Steak. Blé d'Inde. Patate. Ketchup. Quatre ingrédients, une recette simple qui ne révolutionne pas la gastronomie, mais qui fonctionne à tous coups. Comme le pâté chinois, le portefeuille permanent offre aux investisseurs une recette facile qui permet de diversifier ses actifs et d'obtenir des rendements raisonnables, dans toutes les conditions des marchés financiers. Les composantes? Actions. Obligations. Or. Liquidités. Rien de plus compliqué.

C'est en 1982 qu'Harry Browne a mitonné la bonne vieille recette du portefeuille permanent. Les temps étaient durs pour les investisseurs: l'économie traversait une grave récession et l'inflation, qui frisait les 12%, grugeait rapidement leurs épargnes. Comment faire de l'argent dans un pareil contexte?

L'Américain a imaginé un portefeuille d'une étonnante simplicité qui permet de réaliser des rendements raisonnables, peu importe les conditions de marché. Un portefeuille quatre saisons, quoi.

Il s'agit de répartir également ses actifs dans quatre grandes catégories d'actifs qui ne fluctuent pas en tandem, soit les métaux précieux, les liquidités, les obligations à long terme et les actions.

«C'est une formule qui empêche de vivre le pire scénario. Le portefeuille est blindé pour tous les types de marchés», résume Jean-Paul Giacometti, gestionnaire de portefeuille chez Claret.

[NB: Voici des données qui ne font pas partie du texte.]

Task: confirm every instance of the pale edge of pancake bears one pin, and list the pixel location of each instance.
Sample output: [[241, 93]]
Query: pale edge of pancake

L'or protégera le portefeuille durant les périodes d'inflation. Durant les récessions, les obligations de long terme s'apprécieront grâce à la baisse des taux d'intérêt qui est généralement utilisée pour stimuler la croissance. Les actions profiteront des périodes de prospérité et croissance boursière, comme dans les années 90. Et enfin, les liquidités serviront de rempart en cas de dépression.

«L'idée de base, c'est que si deux ou trois des composantes vont mal, il y aura toujours une ou deux autres qui vont l'emporter sur celles qui sous-performent», explique Maher Kooli, professeur titulaire au département de finance d'ESG UQAM et titulaire de la chaire Caisse de dépôt et placement du Québec de gestion de portefeuille.

L'éloge de la diversification

Le portefeuille permanent ne réinvente pas le bouton à quatre trous. Mais il a le mérite d'imposer une discipline stricte de diversification, un principe de base en investissement.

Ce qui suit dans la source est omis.